Late last month, Venezuelan President Hugo Chavez took a beating at the ballot box, where his party lost gubernatorial races in five states and the mayorship of the capital city, Caracas. These states account for 45% of Venezuela’s population and 70% of its economic activity, making the opposition victory pivotal. Buoyed by historically high revenues at the state oil company, Chavez has spent the last few years exporting his “Socialism of the 21st Century” to Bolivia, Ecuador and Nicaragua, among others, but with oil prices now at a four-year low, his leadership is in a precarious position.

Chavez’s poor management of Venezuela’s oil revenues have led to skyrocketing public spending. A study by Deutsche Bank estimated that in order for Venezuela to finance its 2009 budget, it will need an oil price of at least $97. On Wednesday, December 10th, the price of oil closed at $43.52, putting Chavez in a very uneasy spot.

The discontent of the Venezuelan people is growing. Under Chavez’s administration, poverty levels have increased from 43 to 54 percent, and the poor have seen Chavez squandering the profits they were promised elsewhere. Since 2005, Chavez has spent $5.9 billion buying weapons to modernize the army, and he recently acquired a $1 billion loan from Russia to purchase even more armaments.

The other big drain on public spending is Chavez’s cooperative ventures abroad. Venezuela has two main aid projects through which it channels funds to its allies: the Petrocaribe, which allows countries in Central America and the Caribbean to purchase oil at preferential prices, and the ALBA (Bolivarian Alternative to the Americas) which aims to correct the disparities that place underdeveloped countries at a disadvantage when competing against developed nations. Since 2005, ALBA alone has cost the Venezuelans over $32 billion — roughly 23.1% of the country’s tax revenues.

The new financial constraints will force Chavez to cut either domestic spending or foreign aid. Alberto Quiroz, the former head of Shell’s Venezuelan operations, told AFP in mid-October that the only action Chavez has proposed to address the current crisis is cuts in domestic spending — leaving foreign aid as bloated as ever.

This will put the many Venezuelans who still haven’t benefited from the “Socialism of the 21st Century” under even greater strain, and create more resentment towards a government that spends money abroad when it is badly needed at home.
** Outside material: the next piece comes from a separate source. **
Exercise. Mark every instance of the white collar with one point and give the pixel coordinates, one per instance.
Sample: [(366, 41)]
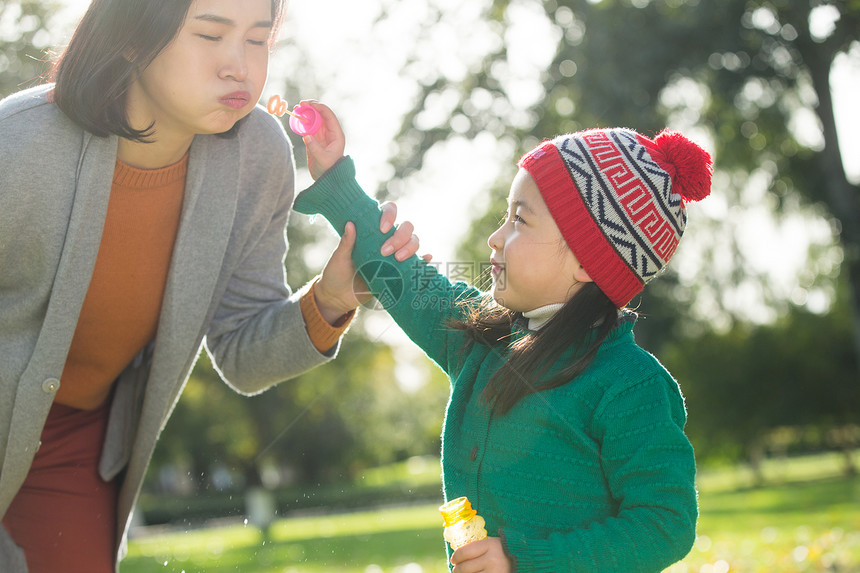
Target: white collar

If Chavez cuts the cooperation he provides to his allies, his influence in the region will diminish significantly. Without money, Chavez is just another politician spouting anti-American rhetoric. Moreover, he is swimming upstream, trying to convince leaders to follow a development agenda which time and again has proven unworkable. There’s a reason China only became a rising power when it abandoned socialist planning and began liberalizing its economy.

Furthermore, Chavez rules in an era where mass communications and technology inform citizens around the world about what really goes on inside corrupt regimes. When President Ortega’s party committed electoral fraud in Nicaragua in November, people found out about it, as they did when Chavez expelled Human Rights Watch from Venezuela, and illegally financed Cristina Kirchner, a friendly candidate running for the Argentinean presidency.

Though many presidents now preach Chavez’s “Socialism of the 21st Century” — which is as repressive and unsuccessful in creating prosperity as the socialism of the 20th — it  would be a lot fewer if he could no longer shovel billions of dollars in aid to their governments. If Chavez actually did cut his foreign aid spending, the world would see just how unappealing he is.

For now, Chavez faces two choices: either he can cut his domestic budget and lose power domestically, or he can cut his foreign aid expenditures and lose influence abroad. Either way, he will no longer be the lion he was.

-Mario Magaña Duarte is a writer from El Salvador.